Koştukça ciğerlerime dolan oksijen canımı bir hayli yakmaya başlamıştı. Evimizden çıktığımdan beri nereye gittiğimi bilmeden, kime koştuğumu bilmeden koşuyordum. Bütün vücudum terden sırılsıklam olmuştu. Akıttığı göz yaşından yorulan gözlerim iyice şişmiş olmalıydı, etrafı görmekte zorlanıyordum. Kulaklarımın uğultusu; beni içine doğru çeken şu sessiz ormanı bile gürültülü bir hale getirmişti.
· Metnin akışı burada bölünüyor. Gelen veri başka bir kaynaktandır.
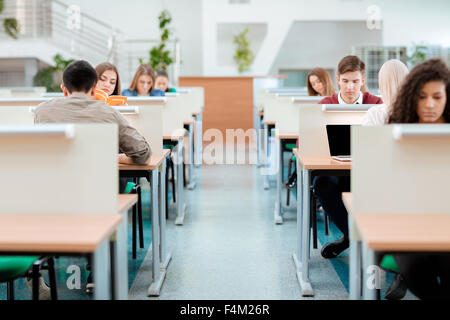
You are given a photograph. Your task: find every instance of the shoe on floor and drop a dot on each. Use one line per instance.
(397, 290)
(44, 290)
(333, 249)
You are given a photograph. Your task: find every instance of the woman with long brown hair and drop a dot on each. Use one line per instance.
(108, 79)
(143, 83)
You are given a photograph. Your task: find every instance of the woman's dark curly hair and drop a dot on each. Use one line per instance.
(405, 106)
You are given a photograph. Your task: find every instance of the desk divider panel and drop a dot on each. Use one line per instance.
(174, 116)
(148, 121)
(44, 171)
(409, 175)
(313, 141)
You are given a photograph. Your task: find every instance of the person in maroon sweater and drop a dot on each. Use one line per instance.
(328, 189)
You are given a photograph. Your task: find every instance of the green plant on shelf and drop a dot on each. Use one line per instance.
(10, 25)
(243, 56)
(160, 58)
(51, 77)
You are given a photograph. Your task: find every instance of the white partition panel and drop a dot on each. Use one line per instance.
(45, 170)
(401, 173)
(16, 115)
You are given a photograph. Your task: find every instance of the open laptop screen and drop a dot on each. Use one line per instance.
(339, 139)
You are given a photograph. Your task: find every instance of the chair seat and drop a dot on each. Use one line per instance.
(13, 267)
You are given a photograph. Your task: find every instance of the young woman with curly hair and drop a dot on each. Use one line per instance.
(424, 98)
Koştukça koşuyor, arkamdan azılı bir seri katil beni kovalıyormuşçasına gerçeklerden kaçıyordum.
Hava iyiden iyiye kararmıştı. Yere vuran solgun ay ışığı toprağın karanlık rengini griye boyuyordu. Birden ayağım koca bir taşa takıldı. Kendimi yüz üstü bir şekilde yere uzanırken buldum. Ağaçların arasında, bu karanlıkta, şu soğuk toprağın üzerinde yüzüme değen karıncanın kıpırtısını hissedebiliyordum. Hareket edecek dermanım yoktu. Vücudum alev alev yanarken bir yandan da dişlerim birbirine balta gibi darbeler indiriyordu. Tek yapabildiğim dizlerimi göğüslerime çekmek oldu. Orada öylece ölümü bekleyecektim. Böylesi belki de en iyisiydi. Kim bilir hangi hayvanın yemeği olacaktım? En azından ilk kez bir canlı için işe yarayacaktım. Kendimi ölümün huzurlu kollarına bıraktım.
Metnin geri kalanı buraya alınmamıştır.